Visit the imprisoned – ransom the captive

  • One of the wonderful parts of being in a merciful community is that our fellow community members are able to see things in us that we might not see in ourselves. … gifts, talents… They see our faults too. We help each other stay on the right path when we can. And even in our imperfection, our own brokenness, we can help others heal. Together, and with the grace of God, we are lifted up, let out, set free. – Kerry Weber
  • The Spirit of the Lord is upon me, because he has anointed me to preach good news to the poor. He has sent me to proclaim release to the captives and recovering of sight to the blind, to set at liberty those who are oppressed. Luke 4:18
  • Treat a caregiver to a break, whether by babysitting, or sitting with someone’s elderly parent. Volunteer with prison ministry. Look for groups that assist families of prisoners. – B

Bury the dead

  • I have seen the birth of such life in young women who came to the fountain of mercy after suffering from abortion and in young men who came seeking healing after being wounded in the darkness of pornography and addiction. … Yes, it is painful to be at Calvary, yet because there I meet Jesus, the one who is the life and Resurrection, even when I’m there to bury the dead or walk with those who are spiritually dead, I stand there with hope, to carry hope, and to pass on hope. – Mother Olga Yaqob
  • You matter.
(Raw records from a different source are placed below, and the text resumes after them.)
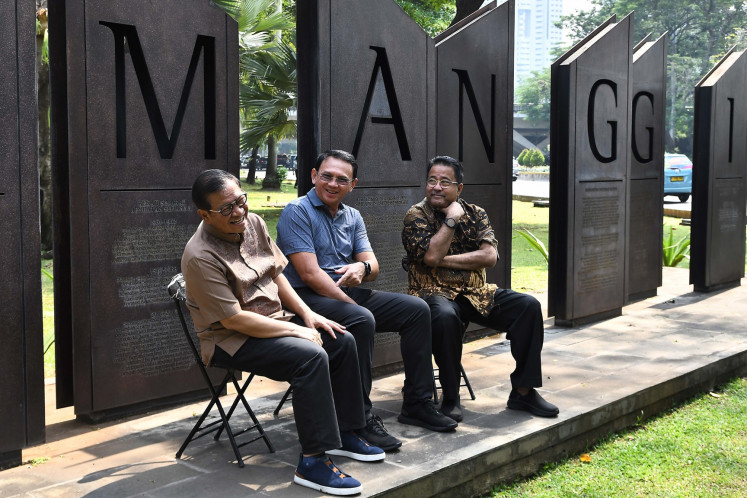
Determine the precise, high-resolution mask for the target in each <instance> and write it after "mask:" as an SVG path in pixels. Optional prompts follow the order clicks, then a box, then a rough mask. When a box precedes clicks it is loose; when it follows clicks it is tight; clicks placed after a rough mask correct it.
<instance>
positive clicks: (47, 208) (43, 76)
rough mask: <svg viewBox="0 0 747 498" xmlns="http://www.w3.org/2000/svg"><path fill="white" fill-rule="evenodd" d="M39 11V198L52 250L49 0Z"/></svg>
mask: <svg viewBox="0 0 747 498" xmlns="http://www.w3.org/2000/svg"><path fill="white" fill-rule="evenodd" d="M36 7H37V11H36V15H37V18H38V19H39V22H40V23H41V26H42V32H41V34H38V35H36V71H37V92H38V102H37V112H38V119H39V202H40V206H39V208H40V224H41V246H42V251H44V252H48V251H51V250H52V245H53V240H54V238H53V234H52V223H53V219H52V157H51V152H50V146H49V140H50V137H49V64H48V63H45V62H42V60H41V53H42V45H43V44H44V33H45V32H46V31H47V26H48V23H47V0H37V2H36Z"/></svg>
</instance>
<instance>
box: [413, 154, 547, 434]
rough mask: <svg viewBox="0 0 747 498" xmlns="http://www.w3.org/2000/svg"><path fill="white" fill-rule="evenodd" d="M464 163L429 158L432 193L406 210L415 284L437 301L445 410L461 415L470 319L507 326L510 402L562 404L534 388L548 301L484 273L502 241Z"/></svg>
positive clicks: (520, 407) (459, 420)
mask: <svg viewBox="0 0 747 498" xmlns="http://www.w3.org/2000/svg"><path fill="white" fill-rule="evenodd" d="M463 177H464V170H463V167H462V164H461V163H460V162H459V161H457V160H456V159H454V158H451V157H448V156H438V157H435V158H433V159H432V160H431V161H430V162H429V163H428V174H427V185H426V187H425V199H423V200H422V201H420V202H419V203H418V204H415V205H414V206H412V207H411V208H410V209H409V210H408V211H407V214H406V215H405V220H404V228H403V230H402V243H403V244H404V246H405V250H406V251H407V267H408V268H407V274H408V279H409V292H410V294H412V295H414V296H420V297H421V298H423V299H424V300H425V301H426V302H427V303H428V305H429V306H430V308H431V329H432V337H433V356H434V358H435V359H436V363H437V364H438V367H439V376H440V381H441V386H442V387H443V392H444V400H443V403H442V405H441V408H440V410H441V412H442V413H443V414H444V415H446V416H448V417H451V418H453V419H454V420H456V421H461V420H462V410H461V405H460V402H459V373H460V369H459V365H460V363H461V358H462V338H463V336H464V331H465V329H466V327H467V324H469V322H475V323H478V324H480V325H482V326H484V327H489V328H491V329H495V330H500V331H502V332H506V333H507V336H506V337H507V338H508V339H509V340H510V341H511V354H512V355H513V357H514V360H516V369H515V370H514V371H513V373H512V374H511V386H512V390H511V393H510V395H509V397H508V407H509V408H512V409H516V410H526V411H528V412H530V413H533V414H534V415H539V416H542V417H554V416H556V415H557V414H558V408H557V407H556V406H554V405H552V404H550V403H548V402H547V401H545V400H544V399H543V398H542V397H541V396H540V394H539V393H538V392H537V391H536V390H535V389H534V388H535V387H540V386H542V371H541V370H542V369H541V358H540V356H541V353H542V342H543V336H544V332H545V331H544V326H543V321H542V309H541V307H540V303H539V302H538V301H537V300H536V299H535V298H534V297H532V296H529V295H526V294H521V293H518V292H514V291H512V290H510V289H501V288H499V287H498V286H497V285H495V284H490V283H488V282H487V281H486V278H485V269H486V268H491V267H493V266H494V265H495V263H496V261H497V260H498V241H497V240H496V238H495V234H494V232H493V228H492V227H491V226H490V221H489V220H488V216H487V214H486V213H485V210H484V209H482V208H481V207H479V206H476V205H474V204H468V203H467V202H465V201H464V200H463V199H461V198H460V197H459V196H460V194H461V193H462V189H463V188H464V184H463V183H462V181H463Z"/></svg>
When everything boils down, that is what this work of mercy—burying the dead—is all about. Looking closely, we see that this work of mercy actually hits home in the most intimate place of our hearts: our deep thirst to know that even our greatest vulnerability—death—doesn’t take away the meaning and purpose of our bodies. Rather, in death, our bodies separated from our souls in the ultimate poverty and powerlessness, await Someone who will come and bring this body back to life. In burying someone we are saying: “You are worth reverencing. You are sacred. And you belong to Christ.” With this act, we surrender to the earthshaking reality of the truth of ourselves, body and soul, and the mad love God has for us. – Sr. Marie Veritas, SV

I’ll close with this quote from Fr. Larry Richards: “Now you might be thinking, ‘OK, OK, I should start to do something.’ But thoughts and good intentions are not enough—you need to turn these thoughts into reality. So what are you going to do? [..]. Let God use you and start to change the world!”